Lifetime and Ownership
Wrappers are RAII: GPU objects release automatically when they go out of scope. Two patterns to keep in mind:
Encoder types must be explicitly finished:
var enc = device.create_command_encoder("enc")
var cpass = enc.begin_compute_pass("pass")
# ...
cpass^.end() # consume the encoder
var cmd = enc^.finish("cmd") # consume and produce CommandBuffer
device.queue_submit(cmd^)
Pin resources that must outlive the GPU call:
var pipeline = device.create_compute_pipeline(...)
var bg = device.create_bind_group(...)
device.queue_submit(cmd^)
_ = pipeline^ # prevent ASAP drop before GPU finishes
_ = bg^
device.poll(True)
The GPU facade (wgpu.gpu) handles these pins automatically.

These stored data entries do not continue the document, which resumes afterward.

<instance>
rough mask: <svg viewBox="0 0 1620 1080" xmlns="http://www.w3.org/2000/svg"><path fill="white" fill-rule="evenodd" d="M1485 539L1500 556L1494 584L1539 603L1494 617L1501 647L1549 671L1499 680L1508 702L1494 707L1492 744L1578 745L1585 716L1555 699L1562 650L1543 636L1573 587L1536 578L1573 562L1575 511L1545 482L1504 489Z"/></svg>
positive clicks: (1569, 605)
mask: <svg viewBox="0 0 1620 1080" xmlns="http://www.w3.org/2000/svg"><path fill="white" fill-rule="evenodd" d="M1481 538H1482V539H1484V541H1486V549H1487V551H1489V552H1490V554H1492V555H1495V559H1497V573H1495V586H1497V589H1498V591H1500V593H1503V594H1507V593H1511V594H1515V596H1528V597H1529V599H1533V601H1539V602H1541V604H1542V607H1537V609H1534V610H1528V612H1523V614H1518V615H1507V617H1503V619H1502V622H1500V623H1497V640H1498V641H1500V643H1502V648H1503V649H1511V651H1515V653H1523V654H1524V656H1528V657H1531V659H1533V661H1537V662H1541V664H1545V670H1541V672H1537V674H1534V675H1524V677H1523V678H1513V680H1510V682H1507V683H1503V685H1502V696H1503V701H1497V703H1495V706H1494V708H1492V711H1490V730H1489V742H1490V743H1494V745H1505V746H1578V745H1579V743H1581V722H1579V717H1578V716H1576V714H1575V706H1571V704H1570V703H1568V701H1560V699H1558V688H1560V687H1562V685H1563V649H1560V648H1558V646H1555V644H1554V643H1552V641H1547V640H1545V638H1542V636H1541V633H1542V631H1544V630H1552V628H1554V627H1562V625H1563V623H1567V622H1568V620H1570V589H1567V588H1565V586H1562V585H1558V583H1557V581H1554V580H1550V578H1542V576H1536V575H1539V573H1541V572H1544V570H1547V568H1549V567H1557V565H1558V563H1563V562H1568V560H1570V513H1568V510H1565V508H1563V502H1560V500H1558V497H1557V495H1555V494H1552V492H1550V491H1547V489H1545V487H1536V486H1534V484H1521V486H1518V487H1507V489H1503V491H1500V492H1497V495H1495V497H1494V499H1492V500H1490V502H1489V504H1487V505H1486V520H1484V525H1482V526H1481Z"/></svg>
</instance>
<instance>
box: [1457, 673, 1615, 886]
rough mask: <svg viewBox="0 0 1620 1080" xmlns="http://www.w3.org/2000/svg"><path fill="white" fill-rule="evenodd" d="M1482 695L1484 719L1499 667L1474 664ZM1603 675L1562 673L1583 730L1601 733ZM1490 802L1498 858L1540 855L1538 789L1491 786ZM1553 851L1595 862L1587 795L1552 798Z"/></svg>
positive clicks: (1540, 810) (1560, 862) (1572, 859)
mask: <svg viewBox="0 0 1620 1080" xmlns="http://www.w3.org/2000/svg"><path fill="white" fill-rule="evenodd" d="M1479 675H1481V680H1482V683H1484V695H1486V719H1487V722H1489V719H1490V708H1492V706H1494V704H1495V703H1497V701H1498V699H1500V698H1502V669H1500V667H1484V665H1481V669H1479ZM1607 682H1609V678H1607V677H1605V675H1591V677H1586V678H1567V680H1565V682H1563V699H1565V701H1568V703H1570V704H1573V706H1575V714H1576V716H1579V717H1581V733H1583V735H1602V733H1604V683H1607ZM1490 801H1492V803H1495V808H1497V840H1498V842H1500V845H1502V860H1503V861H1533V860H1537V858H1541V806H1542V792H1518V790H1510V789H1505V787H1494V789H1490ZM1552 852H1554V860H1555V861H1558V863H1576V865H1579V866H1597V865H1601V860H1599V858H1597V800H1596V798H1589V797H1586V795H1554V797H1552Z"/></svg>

Development Setup (cloning the repo)
git clone https://github.com/Hundo1018/wgpu-mojo
cd wgpu-mojo
pixi run build-callbacks # download wgpu-native + compile C bridges
pixi run test # non-GPU unit tests
pixi run hello # GPU smoke test — RGB triangle window
pixi run build-callbacks performs the same steps as setup-native.sh but
reads the native library version from ffi/wgpu-native-meta/wgpu-native-git-tag
and uses sources already present in the repo.
GPU driver prerequisites
| Platform | What to install |
|---|---|
| Linux | Vulkan: mesa-vulkan-drivers + libvulkan1, or NVIDIA proprietary drivers |
| macOS | Metal is built-in — no extra drivers needed |
| Windows | D3D12 or Vulkan — usually already present with GPU vendor drivers |
Platform support
linux-64 and osx-arm64 are fully supported via pixi.
osx-x86_64 and win-x64 can be built manually; see conda.recipe/recipe.yaml for the build steps.
Diagnostics
from wgpu.diagnostics import preflight
print(preflight())
Prints library search paths, load status, wgpu-native version, and available GPU adapters.